The American Friends Service Committee (AFSC), a human rights group that addresses immigration and border issues, provided statistics from the Mexican Consulate and the U.S. Border Patrol indicating that agents stopped 10,000 people, since early April, to question their citinzenship. Of these people, 300 suspected undocumented workers have been detained and 470 arrests have been made, all which have provided no information leading to security risks.
Border Patrol agents have been photographed by the AFSC and the Raza Rights Coalition on the trolley and at bus stops, particularly on H Street in Chula Vista, 24th Street in National City, and in Old Town San Diego’s trolley station. Communities such as Shelltown, Barrio Logan, Sherman and City Heights have been targeted as well.
In a previous interview with another LA Times reporter Janet Wilson, San Diego’s Senior Border Patrol Agent Tomas Jimenez stated that people are being detained based on their nationality only, and at times due to intelligence collected from community members and law-enforcement officials.
“We don’t know if we’ll come home to our children,” said conference panelist and Barrio Logan resident Marta Patricia Valenzuela about leaving her home to work or buy groceries. “We’re not afraid of the Border Patrol. We are going to organize ourselves because we have that right.”

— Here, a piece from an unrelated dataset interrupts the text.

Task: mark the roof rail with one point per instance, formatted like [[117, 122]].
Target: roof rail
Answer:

Service Employees International Union (SEIU) Local 1877 Mike Wilzoch, announced five demands which are split in half for, first, local leaders:
-publicly announce how much of taxpayer’s money is being spent on raids, leading to the detainment of 300 immigrants.
-publicly announce what “security threats” are currently at stake in migrant communities and tell why the information has been disclosed to the communities at risk.
-cease and desist all immigration raids in minority communities and focus on the country’s public safety.
For the Bush Administration, the groups demand that they:
- justify the use of taxpayer’s money for operations that haven’t produced guilty parties, weapons of mass destruction, or any type of useful information in the name of security.
- cease and desist using the tragedy of Sept. 11 to promote the Border Patrol targeting migrant communities which are predominantly made up of working class families.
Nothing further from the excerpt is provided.